NEW YORK (GenomeWeb) – An international team of researchers uncovered a set of SNPs that distinguishes personal genome samples. The team further developed a platform to encode that information into quick response (QR) barcodes.
With the increasing number of samples undergoing genetic analysis, the odds of a sample being mislabeled may also be on the rise. Because of this, researchers led by Harvard Medical School's Jie Huang identified a set of 80 SNPs that can uniquely identify a personal genome based on allele frequencies among five major population groups. As they reported in PLOS One today, the researchers also developed a website to turn these SNP identifiers into QR codes that can be compared and tracked in databases.
"It is our goal to come up with a most parsimonious list of SNPs to uniquely identify any single person across the globe, through genetic data," Huang and his colleagues wrote in their paper.
About a billion people are expected to undergo whole-genome sequencing within the next 10 years, the researchers said, but they noted that there's currently a sample mix-up rate of some 0.1 percent to 1 percent. That, they estimated, amounts to between 500 samples and 5,000 samples from the 500,000 samples in the China Kadoorie Study.
To cut down on such mix-ups, Huang and his colleagues generated a list of SNPs that are common to different genotyping platforms, including various Affymetrix and Illumina arrays. They whittled the list down by limiting it to SNPs with minor allele frequencies greater than 0.25 among five major population groups: Africans, Eastern Asians, South Asians, Europeans, and Native Americans. They also removed SNPs from the list that were deemed pathogenic or likely pathogenic by the ClinGen database.

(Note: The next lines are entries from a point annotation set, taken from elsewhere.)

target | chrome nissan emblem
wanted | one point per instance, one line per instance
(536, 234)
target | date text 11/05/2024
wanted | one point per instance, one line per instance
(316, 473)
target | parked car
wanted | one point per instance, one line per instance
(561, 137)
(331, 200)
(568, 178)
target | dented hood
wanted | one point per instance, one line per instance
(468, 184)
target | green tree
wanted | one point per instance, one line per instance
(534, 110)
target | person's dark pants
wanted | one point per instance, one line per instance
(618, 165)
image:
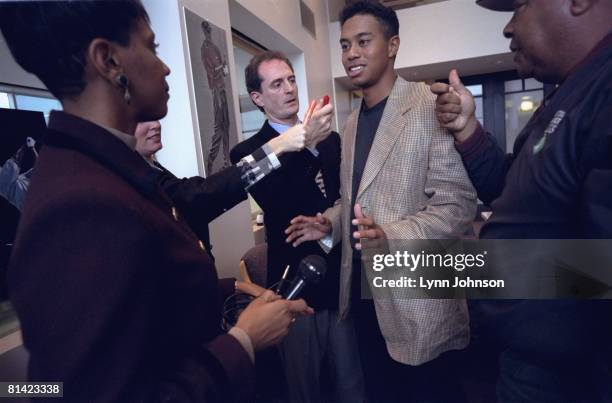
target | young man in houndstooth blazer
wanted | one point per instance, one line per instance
(400, 169)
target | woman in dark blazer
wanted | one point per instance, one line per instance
(116, 296)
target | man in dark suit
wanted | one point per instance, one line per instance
(307, 183)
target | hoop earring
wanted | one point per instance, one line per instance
(124, 83)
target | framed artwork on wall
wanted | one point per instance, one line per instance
(212, 89)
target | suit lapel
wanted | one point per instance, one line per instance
(348, 151)
(390, 127)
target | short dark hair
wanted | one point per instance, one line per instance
(49, 38)
(385, 16)
(251, 71)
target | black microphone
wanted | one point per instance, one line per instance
(311, 271)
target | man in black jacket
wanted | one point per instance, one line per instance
(307, 183)
(555, 185)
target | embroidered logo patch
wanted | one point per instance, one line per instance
(552, 127)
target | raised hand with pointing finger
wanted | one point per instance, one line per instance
(455, 107)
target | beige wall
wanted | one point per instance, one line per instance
(437, 33)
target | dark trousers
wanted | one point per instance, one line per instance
(387, 380)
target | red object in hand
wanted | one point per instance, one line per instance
(311, 108)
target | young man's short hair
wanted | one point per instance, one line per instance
(385, 16)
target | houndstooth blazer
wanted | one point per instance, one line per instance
(414, 186)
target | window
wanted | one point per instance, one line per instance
(476, 91)
(28, 99)
(4, 101)
(250, 116)
(521, 99)
(505, 102)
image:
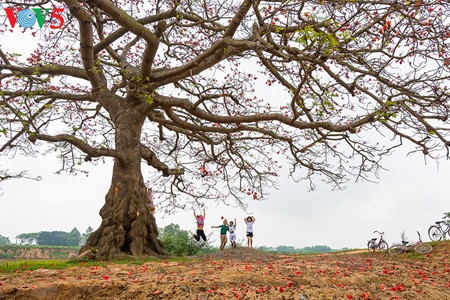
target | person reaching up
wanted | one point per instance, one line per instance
(200, 224)
(249, 221)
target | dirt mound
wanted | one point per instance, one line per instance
(242, 254)
(246, 274)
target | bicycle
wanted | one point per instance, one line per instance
(381, 245)
(437, 232)
(418, 246)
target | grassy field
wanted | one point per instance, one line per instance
(236, 273)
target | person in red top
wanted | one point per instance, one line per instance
(200, 224)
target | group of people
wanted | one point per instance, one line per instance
(224, 228)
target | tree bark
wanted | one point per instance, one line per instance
(127, 225)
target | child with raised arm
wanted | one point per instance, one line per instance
(200, 223)
(232, 230)
(249, 221)
(223, 233)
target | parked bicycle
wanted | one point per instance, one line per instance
(437, 232)
(418, 246)
(381, 245)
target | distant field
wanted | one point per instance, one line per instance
(15, 252)
(237, 274)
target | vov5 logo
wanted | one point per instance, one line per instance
(28, 17)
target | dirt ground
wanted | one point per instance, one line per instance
(246, 274)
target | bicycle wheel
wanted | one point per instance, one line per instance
(383, 247)
(395, 249)
(371, 246)
(423, 248)
(435, 233)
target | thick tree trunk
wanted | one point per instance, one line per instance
(127, 225)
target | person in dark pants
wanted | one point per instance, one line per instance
(200, 224)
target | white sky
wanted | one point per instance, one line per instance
(410, 197)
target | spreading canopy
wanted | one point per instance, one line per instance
(225, 93)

That way, they noted, the SNPs used don't reveal anything about the person's health.
Seventy four SNPs met the researchers' criteria. They also added four SNPs that can predict ABO blood type and two that can predict sex. This yielded a set of 80 SNPs, more than the 60 that have been predicted to be needed to distinguish people from within the global population.
They tested their SNP set using 150,00 samples from the UK Biobank, and found it generated unique codes for each sample.

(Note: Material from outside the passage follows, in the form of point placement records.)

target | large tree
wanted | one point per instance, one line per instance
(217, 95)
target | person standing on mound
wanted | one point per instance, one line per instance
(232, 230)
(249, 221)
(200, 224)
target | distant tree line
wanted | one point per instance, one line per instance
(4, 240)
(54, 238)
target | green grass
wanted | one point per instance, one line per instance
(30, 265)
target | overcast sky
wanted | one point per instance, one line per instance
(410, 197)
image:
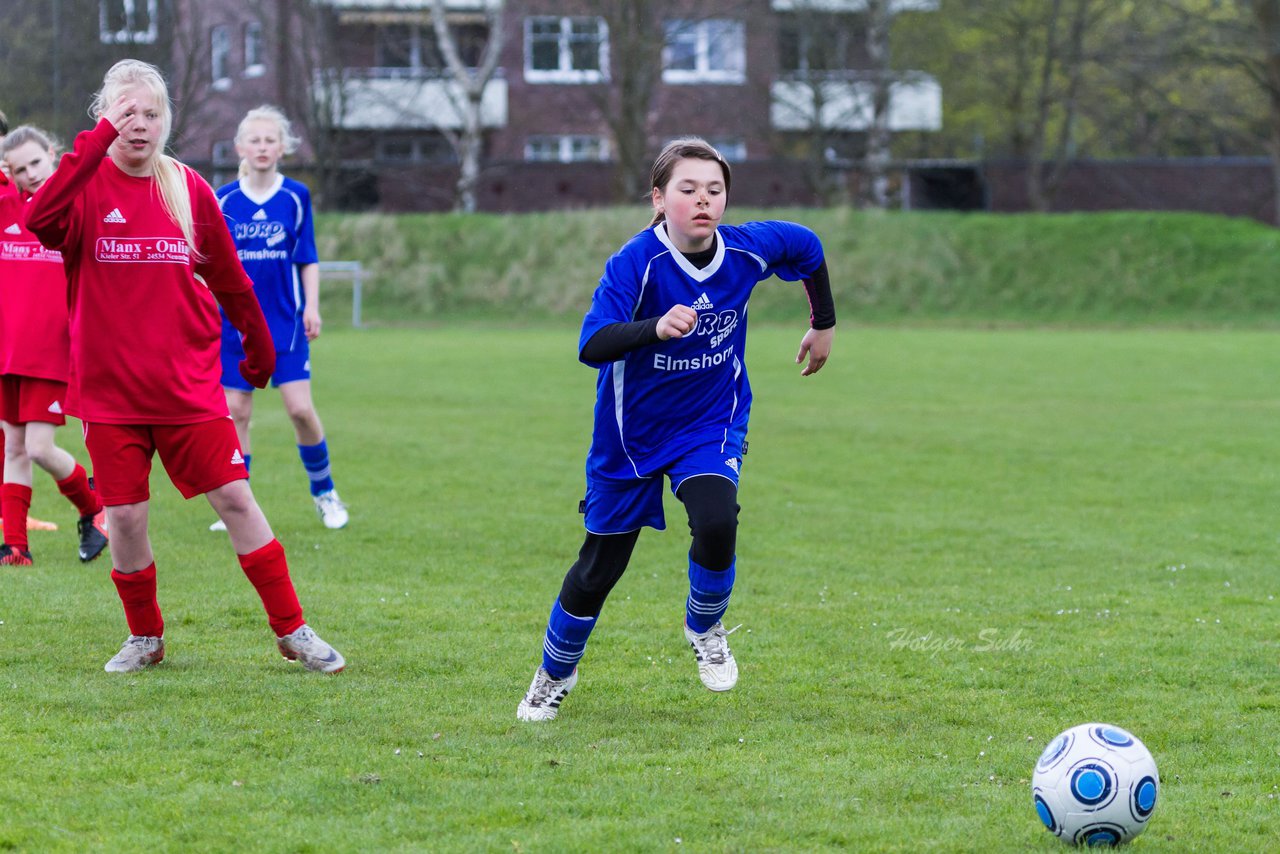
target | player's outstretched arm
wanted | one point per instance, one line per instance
(817, 346)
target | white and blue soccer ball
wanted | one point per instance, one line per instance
(1096, 785)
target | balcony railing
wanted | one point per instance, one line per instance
(362, 101)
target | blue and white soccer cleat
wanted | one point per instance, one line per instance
(544, 695)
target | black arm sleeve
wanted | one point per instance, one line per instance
(822, 307)
(616, 341)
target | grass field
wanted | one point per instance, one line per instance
(954, 544)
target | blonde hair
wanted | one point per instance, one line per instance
(170, 177)
(268, 113)
(673, 153)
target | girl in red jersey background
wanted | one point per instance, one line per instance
(33, 360)
(149, 260)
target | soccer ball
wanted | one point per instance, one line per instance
(1096, 785)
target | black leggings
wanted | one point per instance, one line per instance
(711, 502)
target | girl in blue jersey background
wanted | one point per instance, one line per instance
(270, 219)
(667, 332)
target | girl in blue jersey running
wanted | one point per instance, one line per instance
(667, 329)
(270, 219)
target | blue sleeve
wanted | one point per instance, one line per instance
(616, 298)
(791, 251)
(305, 249)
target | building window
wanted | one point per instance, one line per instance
(419, 147)
(813, 45)
(127, 22)
(704, 51)
(220, 55)
(566, 149)
(566, 50)
(408, 50)
(255, 64)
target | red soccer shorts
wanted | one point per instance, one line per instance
(31, 398)
(197, 457)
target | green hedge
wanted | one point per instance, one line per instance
(1061, 269)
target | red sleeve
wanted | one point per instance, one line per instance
(219, 265)
(49, 214)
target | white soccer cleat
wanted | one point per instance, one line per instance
(716, 665)
(310, 648)
(544, 695)
(137, 653)
(332, 511)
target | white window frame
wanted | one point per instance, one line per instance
(255, 64)
(220, 56)
(568, 147)
(131, 35)
(566, 73)
(707, 35)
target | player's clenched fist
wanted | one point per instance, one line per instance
(677, 323)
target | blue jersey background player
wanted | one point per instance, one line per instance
(270, 218)
(667, 330)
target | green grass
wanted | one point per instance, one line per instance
(1097, 503)
(1116, 269)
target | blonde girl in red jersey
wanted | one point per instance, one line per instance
(149, 260)
(7, 187)
(33, 360)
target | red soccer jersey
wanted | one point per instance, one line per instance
(32, 300)
(145, 329)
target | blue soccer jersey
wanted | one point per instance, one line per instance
(274, 237)
(659, 402)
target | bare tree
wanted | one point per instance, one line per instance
(469, 97)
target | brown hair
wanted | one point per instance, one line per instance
(673, 153)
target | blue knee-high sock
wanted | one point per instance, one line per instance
(315, 460)
(708, 596)
(566, 640)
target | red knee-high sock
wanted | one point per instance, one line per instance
(269, 572)
(14, 505)
(77, 491)
(138, 596)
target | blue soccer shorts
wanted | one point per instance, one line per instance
(291, 366)
(621, 506)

Huang and his colleagues also devised a web-based application to extract that SNP information from raw genotyping data and translate it into a QR code. QR codes, a square of black-and-white dots, can be scanned and read by imaging processors, including smartphone cameras.
The researchers said that such codes could be created and compared on their site. By examining codes, the SNP information they are based on is compared and their concordance analyzed. In that way, the different genotypes can also be compared.

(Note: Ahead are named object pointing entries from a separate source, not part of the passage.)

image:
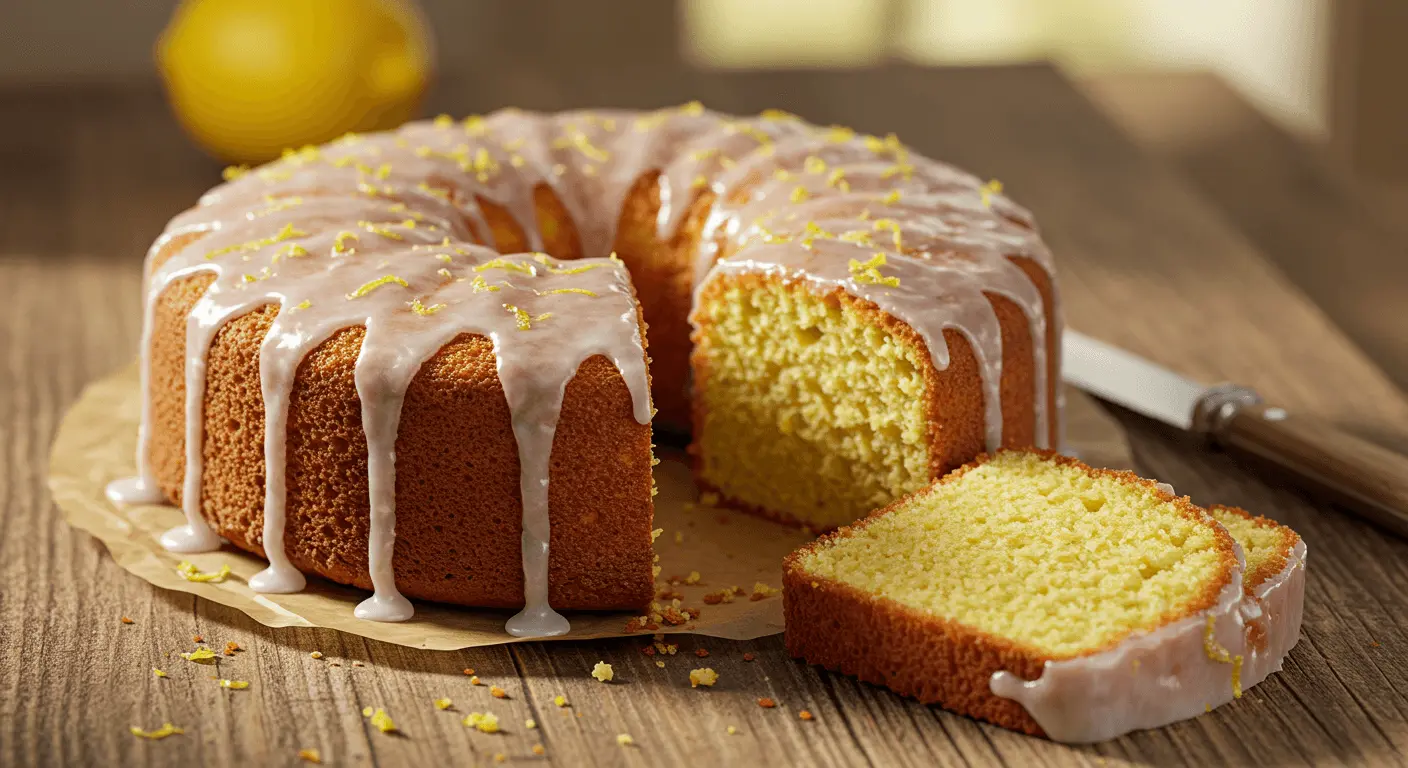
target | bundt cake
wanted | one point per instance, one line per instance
(1034, 592)
(416, 361)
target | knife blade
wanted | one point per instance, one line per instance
(1365, 478)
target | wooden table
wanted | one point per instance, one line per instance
(89, 176)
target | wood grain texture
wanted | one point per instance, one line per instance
(90, 178)
(1336, 464)
(1345, 244)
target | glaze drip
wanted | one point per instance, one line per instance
(389, 233)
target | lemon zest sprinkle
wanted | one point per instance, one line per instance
(486, 722)
(189, 572)
(521, 317)
(286, 233)
(200, 655)
(159, 733)
(372, 285)
(987, 190)
(510, 265)
(868, 272)
(424, 310)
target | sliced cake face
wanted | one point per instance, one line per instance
(806, 407)
(1274, 584)
(1045, 554)
(1267, 546)
(1034, 592)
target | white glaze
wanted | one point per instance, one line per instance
(1146, 681)
(1169, 674)
(1276, 606)
(437, 175)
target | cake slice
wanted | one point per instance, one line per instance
(1274, 585)
(1034, 592)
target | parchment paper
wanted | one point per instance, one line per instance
(96, 444)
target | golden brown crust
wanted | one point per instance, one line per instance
(458, 499)
(1046, 288)
(1274, 564)
(931, 658)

Such QR codes could be used as a sample check, the researchers said. Huang and his colleagues noted that companies like Affymetrix use hundreds of markers for sample tracking, but that their SNP set would be faster and cheaper to use as it relies on a smaller number of markers.
"QR codes from different datasets can also be compared, leading to a check across commercial genotyping companies," the researchers added. "This feature has already been implemented in addition to coding and decoding QR codes."
They did note, however, that their approach allows for uncertainty and may not be suitable for forensic or paternity testing applications.